Он брал меня своим ртом, и я с готовностью отдавала всё. Кейд припечатал меня к стене, обхватил мои запястья и завёл руки над моей головой. Затянутое в мокрый деним колено грубо протиснулось между моих бёдер.

Мы были похожи на двух изголодавшихся зверей в клетке, вступивших в схватку. И не было вопроса в том, кто одержит верх. Поцелуи отрывистые, даже болезненные, но они выбивали весь дух из моих лёгких, превращали моё тело в желе и заставляли едва ли не скулить от нетерпеливого желания.

Кейд оттянул мою нижнюю губу, прикусил и тут же отпустил. Я издала протестующий хнык, и в то же мгновение его язык врезался в мой рот так глубоко, влажно и жарко. Я подалась вперёд, хотела обхватить его руками, но он всё ещё прижимал их к стене.

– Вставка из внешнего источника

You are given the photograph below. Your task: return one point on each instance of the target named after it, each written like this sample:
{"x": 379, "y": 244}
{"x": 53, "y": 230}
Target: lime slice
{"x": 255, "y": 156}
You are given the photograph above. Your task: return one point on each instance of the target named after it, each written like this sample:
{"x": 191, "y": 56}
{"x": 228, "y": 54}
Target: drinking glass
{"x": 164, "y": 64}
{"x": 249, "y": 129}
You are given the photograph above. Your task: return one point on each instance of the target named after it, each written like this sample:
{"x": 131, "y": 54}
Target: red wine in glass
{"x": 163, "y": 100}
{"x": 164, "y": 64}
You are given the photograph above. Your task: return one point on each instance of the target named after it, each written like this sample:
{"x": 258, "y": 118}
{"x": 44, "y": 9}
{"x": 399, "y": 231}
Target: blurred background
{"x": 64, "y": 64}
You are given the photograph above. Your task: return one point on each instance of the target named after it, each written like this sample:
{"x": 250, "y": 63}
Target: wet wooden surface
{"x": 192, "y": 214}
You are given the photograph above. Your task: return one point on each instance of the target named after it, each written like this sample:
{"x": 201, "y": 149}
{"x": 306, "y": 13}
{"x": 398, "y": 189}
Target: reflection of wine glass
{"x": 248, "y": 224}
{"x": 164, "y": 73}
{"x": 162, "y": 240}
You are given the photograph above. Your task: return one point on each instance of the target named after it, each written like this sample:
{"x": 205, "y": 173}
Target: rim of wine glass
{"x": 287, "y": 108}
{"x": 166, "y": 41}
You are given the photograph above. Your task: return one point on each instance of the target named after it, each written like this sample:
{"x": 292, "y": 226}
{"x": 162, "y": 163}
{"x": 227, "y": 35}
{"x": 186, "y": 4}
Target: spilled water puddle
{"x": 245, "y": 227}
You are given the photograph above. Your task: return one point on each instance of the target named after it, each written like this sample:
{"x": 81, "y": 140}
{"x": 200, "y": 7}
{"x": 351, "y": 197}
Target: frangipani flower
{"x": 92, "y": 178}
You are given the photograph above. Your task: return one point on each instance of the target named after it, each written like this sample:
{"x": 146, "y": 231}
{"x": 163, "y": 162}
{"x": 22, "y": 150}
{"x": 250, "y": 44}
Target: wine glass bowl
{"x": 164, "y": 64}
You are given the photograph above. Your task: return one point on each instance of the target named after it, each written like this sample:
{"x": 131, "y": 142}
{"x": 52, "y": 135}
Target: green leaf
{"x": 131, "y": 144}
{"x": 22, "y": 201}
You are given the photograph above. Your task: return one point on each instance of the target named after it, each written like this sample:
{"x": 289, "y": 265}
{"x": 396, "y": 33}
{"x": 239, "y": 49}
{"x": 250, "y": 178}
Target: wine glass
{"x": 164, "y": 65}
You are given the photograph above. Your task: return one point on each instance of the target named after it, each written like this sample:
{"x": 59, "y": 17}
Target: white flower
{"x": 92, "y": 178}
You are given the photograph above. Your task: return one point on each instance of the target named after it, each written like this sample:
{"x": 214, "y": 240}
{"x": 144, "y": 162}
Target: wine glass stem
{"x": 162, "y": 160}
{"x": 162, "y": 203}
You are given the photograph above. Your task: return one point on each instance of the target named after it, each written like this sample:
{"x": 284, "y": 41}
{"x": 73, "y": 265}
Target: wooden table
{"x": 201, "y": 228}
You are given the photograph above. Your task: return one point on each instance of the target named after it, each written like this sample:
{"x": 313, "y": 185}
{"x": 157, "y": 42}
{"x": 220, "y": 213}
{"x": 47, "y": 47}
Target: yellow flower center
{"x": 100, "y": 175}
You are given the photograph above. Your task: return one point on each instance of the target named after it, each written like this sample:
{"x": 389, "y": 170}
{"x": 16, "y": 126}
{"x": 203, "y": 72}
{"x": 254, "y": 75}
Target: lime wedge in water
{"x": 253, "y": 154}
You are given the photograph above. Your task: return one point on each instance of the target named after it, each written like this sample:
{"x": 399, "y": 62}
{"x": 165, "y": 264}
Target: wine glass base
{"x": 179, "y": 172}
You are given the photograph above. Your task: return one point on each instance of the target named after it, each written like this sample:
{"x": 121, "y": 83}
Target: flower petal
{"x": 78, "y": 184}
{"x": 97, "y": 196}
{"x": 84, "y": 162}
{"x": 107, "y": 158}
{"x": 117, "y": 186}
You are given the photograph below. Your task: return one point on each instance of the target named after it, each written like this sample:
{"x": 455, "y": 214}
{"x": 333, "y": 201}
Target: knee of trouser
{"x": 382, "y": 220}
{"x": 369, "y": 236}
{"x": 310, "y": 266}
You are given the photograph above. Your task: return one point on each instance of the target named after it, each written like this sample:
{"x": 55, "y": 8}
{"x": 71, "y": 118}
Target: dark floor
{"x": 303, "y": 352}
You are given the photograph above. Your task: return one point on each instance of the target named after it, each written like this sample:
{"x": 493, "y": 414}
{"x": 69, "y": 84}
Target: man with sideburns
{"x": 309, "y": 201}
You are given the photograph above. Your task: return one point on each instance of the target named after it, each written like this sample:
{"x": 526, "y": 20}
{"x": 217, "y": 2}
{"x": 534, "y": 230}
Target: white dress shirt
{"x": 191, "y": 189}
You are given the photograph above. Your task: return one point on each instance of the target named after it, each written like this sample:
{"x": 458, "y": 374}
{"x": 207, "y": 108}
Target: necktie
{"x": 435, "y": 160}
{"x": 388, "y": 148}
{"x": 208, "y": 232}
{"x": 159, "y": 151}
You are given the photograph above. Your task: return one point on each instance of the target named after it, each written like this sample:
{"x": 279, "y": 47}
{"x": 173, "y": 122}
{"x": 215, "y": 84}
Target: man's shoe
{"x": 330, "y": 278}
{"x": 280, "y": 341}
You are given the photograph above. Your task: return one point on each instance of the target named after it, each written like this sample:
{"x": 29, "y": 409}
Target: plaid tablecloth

Твёрдые горячие губы скользили по моим, засасывали, кусали, поглощали и откровенно имели. Я истекала от возбуждения, которое грозило перейти в реальную физическую боль. Стонала в жадный рот Кейда, вдыхала запах его кожи — дождь, мужчина, охеренно вкусный Фостер, и я едва не кончала от этого сочетания.

Кейд поменял положение, освободив одну руку, удерживая мои запястья другой. Оторвался от моих губ — мы оба дышали так, будто пробежали Нью-Йоркский марафон. Опустил правую руку вниз, проник в мои шорты и, наблюдая за моим лицом, ввёл в меня два пальца.

Я коротко выдохнула, выгнувшись дугой. Сердце так разогналось, что едва не вырвалось из груди.

 — Мокрая, — хрипло пробормотал Кейд у моего лица, двигая рукой, заставляя меня прикусывать губы едва не до крови. — Такая охуенно мокрая, Ло.

Он сам был на грани: тёмные глаза лихорадочно блестели. Кейд зажал кончик языка между зубами и, не сводя с меня взгляда, жёстко двинул рукой, на всю длину пальцами проникая в меня. Меня подбросило вверх, я прижалась затылком к стене, бёдрами выгибаясь навстречу его руке.